|An illustration from Honor C. Appleton's The Little Mermaid, as reprinted in the Wall Street Journal|
I was surprised (and delighted) to discover that Meghan Cox Gurdon had reviewed most of the summer's mermaid books in The Wall Street Journal on Friday. I may be one of the only—the only?—young-adult authors with an actual subscription to the WSJ.

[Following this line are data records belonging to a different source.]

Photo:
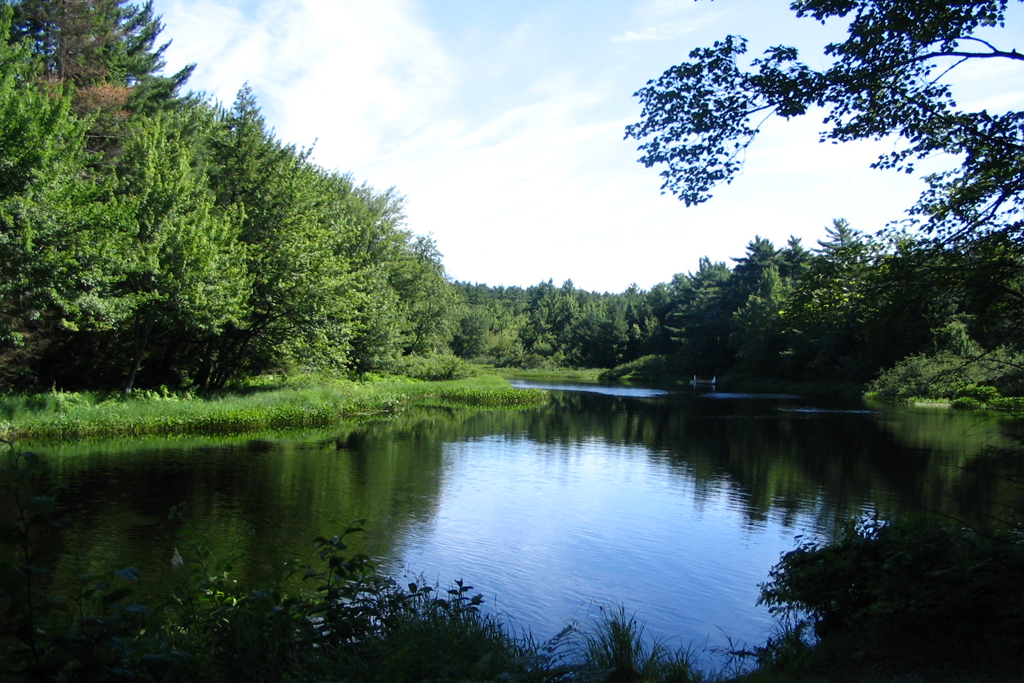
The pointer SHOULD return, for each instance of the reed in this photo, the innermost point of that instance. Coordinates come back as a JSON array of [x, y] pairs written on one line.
[[258, 404]]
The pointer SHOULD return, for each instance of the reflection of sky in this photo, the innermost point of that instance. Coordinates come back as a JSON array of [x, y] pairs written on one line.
[[548, 532]]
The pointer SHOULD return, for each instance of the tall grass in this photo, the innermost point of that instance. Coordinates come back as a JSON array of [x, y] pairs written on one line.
[[267, 403]]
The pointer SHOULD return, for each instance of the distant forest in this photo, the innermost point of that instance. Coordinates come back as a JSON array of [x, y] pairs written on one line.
[[151, 238]]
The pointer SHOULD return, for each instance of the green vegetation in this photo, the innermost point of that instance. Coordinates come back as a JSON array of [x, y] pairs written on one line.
[[919, 596], [154, 239], [259, 404], [887, 599]]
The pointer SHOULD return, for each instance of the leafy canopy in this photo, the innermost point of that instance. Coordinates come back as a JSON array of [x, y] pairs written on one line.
[[888, 78]]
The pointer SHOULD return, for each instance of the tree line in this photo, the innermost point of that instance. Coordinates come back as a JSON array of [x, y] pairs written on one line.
[[845, 310], [154, 238]]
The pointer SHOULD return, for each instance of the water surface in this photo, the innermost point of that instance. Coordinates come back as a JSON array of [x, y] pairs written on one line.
[[673, 504]]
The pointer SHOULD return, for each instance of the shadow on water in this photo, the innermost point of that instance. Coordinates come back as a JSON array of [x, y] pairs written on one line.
[[676, 503]]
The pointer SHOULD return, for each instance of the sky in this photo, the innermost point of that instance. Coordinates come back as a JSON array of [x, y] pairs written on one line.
[[502, 124]]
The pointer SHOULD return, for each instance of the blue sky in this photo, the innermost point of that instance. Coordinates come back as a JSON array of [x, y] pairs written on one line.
[[502, 124]]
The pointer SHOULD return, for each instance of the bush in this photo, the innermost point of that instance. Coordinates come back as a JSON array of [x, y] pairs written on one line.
[[433, 369], [948, 375], [913, 590]]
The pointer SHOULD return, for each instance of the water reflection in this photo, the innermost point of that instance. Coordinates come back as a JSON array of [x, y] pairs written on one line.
[[671, 503]]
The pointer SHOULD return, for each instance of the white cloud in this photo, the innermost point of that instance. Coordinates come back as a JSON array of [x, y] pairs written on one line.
[[505, 132]]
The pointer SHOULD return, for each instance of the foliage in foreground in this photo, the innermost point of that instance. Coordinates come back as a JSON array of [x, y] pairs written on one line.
[[305, 402], [346, 621], [915, 594]]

Ms. Gurdon is famous in the YA community for having written an article in June, 2011 about how dark YA books have gotten, and Monstrous Beauty is nothing if not dark, so I held my breath as I read her summary, but she got it just right:
Teen readers will have to wait until later this year for two of the most compelling (and gory) mermaid offerings....Elizabeth Fama's "Monstrous Beauty" (Farrar, Straus & Giroux, 295 pages, $17.99), also due out this summer, is by far the most sophisticated but also the most mature in its treatment of the consuming loves and violent deaths wrought by mer-folk. The story begins in 1522 when the mermaid Syrenka accidentally murders her mortal beloved. Three centuries later, she renounces her fins and tail for the love of another human man, but the exchange comes at a terrible price. Nor does her transformation go unnoticed: A local woman's suspicion of Syrenka leads to a scene of Grand Guignol that will send ghastly effects down to the present day and into the life of a teenager named Hester.My friend Karyn Silverman pointed out that"sophisticated but mature" is a bit of a contradiction, unless you interpret "sophisticated" to be "good" and "mature" to be code for "sex and violence." I think that's undoubtedly what Ms. Gurdon meant, but both words are apt. And nothing makes me happier than hearing the pivotal historical scene in the book described as a Grand Guignol. WIN.
It's a swell review, and I'm grateful. It also tickles me to no end to see my name, rather than my husband's or my dad's, in the WSJ.